The method for obtaining the principal point P is as follows.  If the vertical vanishing point is $\mathbf{v}_{1}$ and the line of intersection of the image plane and the $\pi$ plane is $\mathbf{l}_{1}$, then if $\mathbf{v}_{1}$ lowers the normal to $\mathbf{l}_{1}$, the principal point $\mathbf{p}$ is located  Due to this feature, if there are three different vertical vanishing points, the orthocenter of the triangle becomes the principal point $\mathbf{p}$.
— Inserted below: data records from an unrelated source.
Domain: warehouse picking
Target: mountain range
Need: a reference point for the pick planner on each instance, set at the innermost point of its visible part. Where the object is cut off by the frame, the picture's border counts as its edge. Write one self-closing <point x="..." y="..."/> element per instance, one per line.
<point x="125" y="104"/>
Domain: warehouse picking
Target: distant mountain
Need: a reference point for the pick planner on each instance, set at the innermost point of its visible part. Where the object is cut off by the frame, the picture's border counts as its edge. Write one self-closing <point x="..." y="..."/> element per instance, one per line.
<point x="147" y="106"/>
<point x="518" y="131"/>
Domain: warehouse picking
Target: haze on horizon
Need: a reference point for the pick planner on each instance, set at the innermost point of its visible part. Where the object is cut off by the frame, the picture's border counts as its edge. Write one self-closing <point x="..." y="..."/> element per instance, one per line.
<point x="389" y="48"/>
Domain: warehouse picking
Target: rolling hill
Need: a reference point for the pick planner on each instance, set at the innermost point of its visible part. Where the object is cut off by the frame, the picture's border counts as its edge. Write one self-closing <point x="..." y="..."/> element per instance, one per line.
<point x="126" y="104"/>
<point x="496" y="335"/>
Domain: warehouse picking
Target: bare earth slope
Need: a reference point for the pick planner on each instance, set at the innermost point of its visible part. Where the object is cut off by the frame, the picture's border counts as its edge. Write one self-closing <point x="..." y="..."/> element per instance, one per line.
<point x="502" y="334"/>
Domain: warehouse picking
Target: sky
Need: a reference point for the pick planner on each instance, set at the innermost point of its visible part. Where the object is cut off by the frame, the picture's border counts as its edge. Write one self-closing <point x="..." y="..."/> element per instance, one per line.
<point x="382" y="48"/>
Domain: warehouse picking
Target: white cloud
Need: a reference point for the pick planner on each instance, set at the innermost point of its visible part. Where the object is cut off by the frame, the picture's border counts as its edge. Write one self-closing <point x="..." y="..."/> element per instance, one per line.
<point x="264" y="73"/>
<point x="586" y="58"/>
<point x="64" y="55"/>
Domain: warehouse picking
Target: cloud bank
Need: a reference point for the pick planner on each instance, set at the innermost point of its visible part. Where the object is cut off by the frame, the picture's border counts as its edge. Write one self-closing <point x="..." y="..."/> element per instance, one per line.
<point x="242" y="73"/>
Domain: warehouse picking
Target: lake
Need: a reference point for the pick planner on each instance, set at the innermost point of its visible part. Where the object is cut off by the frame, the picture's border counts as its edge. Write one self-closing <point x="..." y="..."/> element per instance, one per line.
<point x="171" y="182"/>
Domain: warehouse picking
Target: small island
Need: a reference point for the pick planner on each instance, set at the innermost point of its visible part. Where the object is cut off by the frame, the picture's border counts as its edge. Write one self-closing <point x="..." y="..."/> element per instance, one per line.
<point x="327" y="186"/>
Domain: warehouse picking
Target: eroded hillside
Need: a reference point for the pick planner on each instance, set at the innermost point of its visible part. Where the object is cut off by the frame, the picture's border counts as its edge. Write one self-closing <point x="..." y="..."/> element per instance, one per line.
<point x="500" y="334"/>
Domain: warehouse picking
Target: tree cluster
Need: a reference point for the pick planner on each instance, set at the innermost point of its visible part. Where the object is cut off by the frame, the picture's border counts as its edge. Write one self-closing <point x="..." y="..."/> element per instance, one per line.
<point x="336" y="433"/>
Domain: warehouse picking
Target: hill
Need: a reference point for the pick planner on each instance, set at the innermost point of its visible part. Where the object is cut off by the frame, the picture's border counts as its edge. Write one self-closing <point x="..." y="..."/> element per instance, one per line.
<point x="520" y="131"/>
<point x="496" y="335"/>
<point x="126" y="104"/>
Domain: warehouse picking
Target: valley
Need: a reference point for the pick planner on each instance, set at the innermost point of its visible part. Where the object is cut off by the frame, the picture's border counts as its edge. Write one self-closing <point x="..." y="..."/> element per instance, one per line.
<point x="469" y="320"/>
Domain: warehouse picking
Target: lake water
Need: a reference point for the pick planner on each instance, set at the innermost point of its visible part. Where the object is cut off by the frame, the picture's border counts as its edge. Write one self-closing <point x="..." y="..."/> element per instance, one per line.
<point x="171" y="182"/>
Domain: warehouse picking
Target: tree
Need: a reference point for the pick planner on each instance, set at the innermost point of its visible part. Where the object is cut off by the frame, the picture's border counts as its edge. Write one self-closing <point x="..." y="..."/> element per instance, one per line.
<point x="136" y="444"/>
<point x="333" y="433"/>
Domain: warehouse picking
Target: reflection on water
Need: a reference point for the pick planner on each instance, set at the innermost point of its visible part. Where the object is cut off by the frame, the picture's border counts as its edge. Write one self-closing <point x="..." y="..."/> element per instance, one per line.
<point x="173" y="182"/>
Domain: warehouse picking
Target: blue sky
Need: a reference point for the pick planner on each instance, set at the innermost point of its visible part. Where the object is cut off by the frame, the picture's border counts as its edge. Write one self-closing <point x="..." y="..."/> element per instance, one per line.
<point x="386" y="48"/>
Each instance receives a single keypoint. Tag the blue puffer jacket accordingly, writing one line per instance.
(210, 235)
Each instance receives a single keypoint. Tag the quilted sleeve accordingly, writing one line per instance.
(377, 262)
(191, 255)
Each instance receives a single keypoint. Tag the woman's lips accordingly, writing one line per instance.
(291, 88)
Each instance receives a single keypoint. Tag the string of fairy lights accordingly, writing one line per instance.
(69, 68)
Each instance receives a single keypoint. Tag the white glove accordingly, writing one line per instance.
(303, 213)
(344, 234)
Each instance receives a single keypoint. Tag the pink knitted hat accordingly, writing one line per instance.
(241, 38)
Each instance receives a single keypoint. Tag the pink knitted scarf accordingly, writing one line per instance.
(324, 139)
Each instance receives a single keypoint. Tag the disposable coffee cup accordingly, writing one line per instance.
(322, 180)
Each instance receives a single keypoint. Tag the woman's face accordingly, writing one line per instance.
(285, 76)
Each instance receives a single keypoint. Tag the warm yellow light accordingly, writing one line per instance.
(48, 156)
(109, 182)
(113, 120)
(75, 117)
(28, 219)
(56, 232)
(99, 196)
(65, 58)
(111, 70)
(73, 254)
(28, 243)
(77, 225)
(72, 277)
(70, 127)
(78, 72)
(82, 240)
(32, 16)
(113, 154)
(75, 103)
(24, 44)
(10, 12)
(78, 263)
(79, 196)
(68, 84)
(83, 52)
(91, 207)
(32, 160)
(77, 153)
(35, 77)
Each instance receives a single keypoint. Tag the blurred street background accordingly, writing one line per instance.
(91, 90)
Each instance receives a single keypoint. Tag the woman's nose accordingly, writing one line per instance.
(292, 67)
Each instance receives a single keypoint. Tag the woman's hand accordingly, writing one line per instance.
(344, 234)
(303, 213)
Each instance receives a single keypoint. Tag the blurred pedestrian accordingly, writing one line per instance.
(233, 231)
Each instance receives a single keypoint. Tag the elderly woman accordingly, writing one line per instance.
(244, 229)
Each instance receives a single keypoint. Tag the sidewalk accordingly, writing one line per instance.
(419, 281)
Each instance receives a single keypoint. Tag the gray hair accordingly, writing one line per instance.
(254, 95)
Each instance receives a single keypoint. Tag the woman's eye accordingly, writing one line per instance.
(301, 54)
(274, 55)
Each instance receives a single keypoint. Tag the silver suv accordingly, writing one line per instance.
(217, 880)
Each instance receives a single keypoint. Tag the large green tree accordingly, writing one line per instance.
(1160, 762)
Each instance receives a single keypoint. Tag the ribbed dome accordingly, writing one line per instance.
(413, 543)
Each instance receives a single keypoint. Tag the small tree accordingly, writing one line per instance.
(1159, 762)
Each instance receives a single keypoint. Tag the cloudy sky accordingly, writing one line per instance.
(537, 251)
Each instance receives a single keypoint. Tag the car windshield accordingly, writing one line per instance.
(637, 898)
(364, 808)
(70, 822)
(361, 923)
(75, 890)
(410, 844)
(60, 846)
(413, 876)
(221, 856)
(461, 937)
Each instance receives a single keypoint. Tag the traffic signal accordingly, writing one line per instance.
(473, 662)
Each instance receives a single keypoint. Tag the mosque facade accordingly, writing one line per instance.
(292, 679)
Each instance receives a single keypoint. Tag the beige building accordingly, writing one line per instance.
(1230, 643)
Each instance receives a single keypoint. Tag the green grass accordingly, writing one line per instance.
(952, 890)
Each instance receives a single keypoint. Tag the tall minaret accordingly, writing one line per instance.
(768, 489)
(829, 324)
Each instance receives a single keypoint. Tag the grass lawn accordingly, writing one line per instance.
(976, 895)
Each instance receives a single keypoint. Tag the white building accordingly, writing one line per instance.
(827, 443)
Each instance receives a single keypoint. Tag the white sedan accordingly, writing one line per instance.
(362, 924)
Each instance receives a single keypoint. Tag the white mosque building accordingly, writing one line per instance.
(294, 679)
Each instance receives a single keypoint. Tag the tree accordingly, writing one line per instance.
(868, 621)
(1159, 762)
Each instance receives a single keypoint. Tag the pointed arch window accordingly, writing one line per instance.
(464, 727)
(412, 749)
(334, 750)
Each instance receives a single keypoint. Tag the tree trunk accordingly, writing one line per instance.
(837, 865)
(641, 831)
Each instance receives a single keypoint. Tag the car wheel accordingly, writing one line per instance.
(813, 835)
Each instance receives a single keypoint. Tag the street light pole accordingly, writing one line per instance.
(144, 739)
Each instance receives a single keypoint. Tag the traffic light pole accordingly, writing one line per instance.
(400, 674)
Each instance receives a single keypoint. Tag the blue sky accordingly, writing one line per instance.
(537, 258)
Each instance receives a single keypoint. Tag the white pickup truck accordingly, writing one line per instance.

4.11. The calibrating conic

Image of absolute conic (IAC) is a useful tool that can find the angle between straight lines that back-projected points on the image plane and perform metric rectification.  However, due to the nature of Circular Point, it has a disadvantage that it is impossible to visualize because it does not have a root of a real number.  Calibration Conic was devised to supplement this.  Calibration Conic means Image Conic projected with Cone of $X^{2}+Y^{2}=Z^{2}$ and has the advantage of being able to visualize.

 

Given the camera projection $\mathbf{P} = \mathbf{K}[\mathbf{I}|0]$ the points on the Calibration Conic are projected as:

\begin{equation}
\begin{aligned}
\mathbf{C} = \mathbf{K}^{-\intercal}\begin{bmatrix} 1 & & \\ & 1 & \\ & & -1 \end{bmatrix}\mathbf{K}^{-1}
\end{aligned}
\end{equation}

 

At this time, $\mathbf{D}= \begin{bmatrix} 1 & & \\ & 1 & \\ & & -1 \end{bmatrix}$ can be expressed as $\mathbf{C} = \mathbf{K}^{-\intercal}\mathbf{D}\mathbf{K}^{-1}$.  If it is $\mathbf{K} = \begin{bmatrix} f & & \\ & f & \\ & & 1 \end{bmatrix}$, Calibration Conic can be expressed as follows.

\begin{equation}
\begin{aligned}
\mathbf{C} = \begin{bmatrix} 1 & & \\ & 1 & \\ & & -f^{2} \end{bmatrix}
\end{aligned}
\end{equation}

 

Calibration Conic means a circle on an image whose origin is the principal point and whose radius is the focal length f.  Decomposition of $\mathbf{C}$ can be redefined as follows.

\begin{equation}
\begin{aligned}
& \mathbf{C} = \mathbf{K}^{-\intercal}\mathbf{DK}^{-1} = \mathbf{K}^{-\intercal}\mathbf{K}^{-1}\mathbf{KDK}^{-1} \\
& \mathbf{C} = \mathbf{w}\mathbf{S} \quad \text{where, } \mathbf{S} = \mathbf{KDK}^{-1}
\end{aligned}
\end{equation}

For a random point $\mathbf{x}=\mathbf{K}\tilde{\mathbf{X}}$ on the image, $\mathbf{Sx}$ means a point reflected by Calibration Conic.

\begin{equation}
\begin{aligned}
\mathbf{Sx} & = \mathbf{KDK}^{-1}\mathbf{K}\tilde{\mathbf{X}} \\
& = \mathbf{KD}\begin{bmatrix} X \\ Y \\ Z \end{bmatrix} = \mathbf{K}\begin{bmatrix} X \\ Y \\ -Z \end{bmatrix}
\end{aligned}
\end{equation}

 

For two points $\mathbf{x}, \mathbf{x}^{\prime}$ on the image plane, if the back-projected straight lines of the two points are orthogonal to each other, $\mathbf{x}^{\prime\intercal}\mathbf{wx}=0$ is established.  Rewriting this expression gives:

\begin{equation}
\begin{aligned}
& \mathbf{x}^{\prime\intercal}\mathbf{wx} = \mathbf{x}^{\prime\intercal}\mathbf{CS}^{-1}\mathbf{x} = \mathbf{x}^{\prime\intercal}\mathbf{CSx} = \mathbf{x}^{\prime\intercal}\mathbf{C}\dot{\mathbf{x}} \\
& \because \mathbf{S}^{-1} = \mathbf{S}
\end{aligned}
\end{equation}

 

At this time, $\dot{\mathbf{x}} = \mathbf{Sx}$ means the point where $\mathbf{x}$ is reflected by Calibration Conic.

4.11.1. Result 8.30

In conclusion, the straight line $\mathbf{C}\dot{\mathbf{x}}$ becomes a straight line connecting the tangents of the reflected point $\dot{\mathbf{x}}$ and Calibration Conic, and the point $\mathbf{x}^{\prime}$ exists on the straight line $\mathbf{C}\dot{\mathbf{x}}$.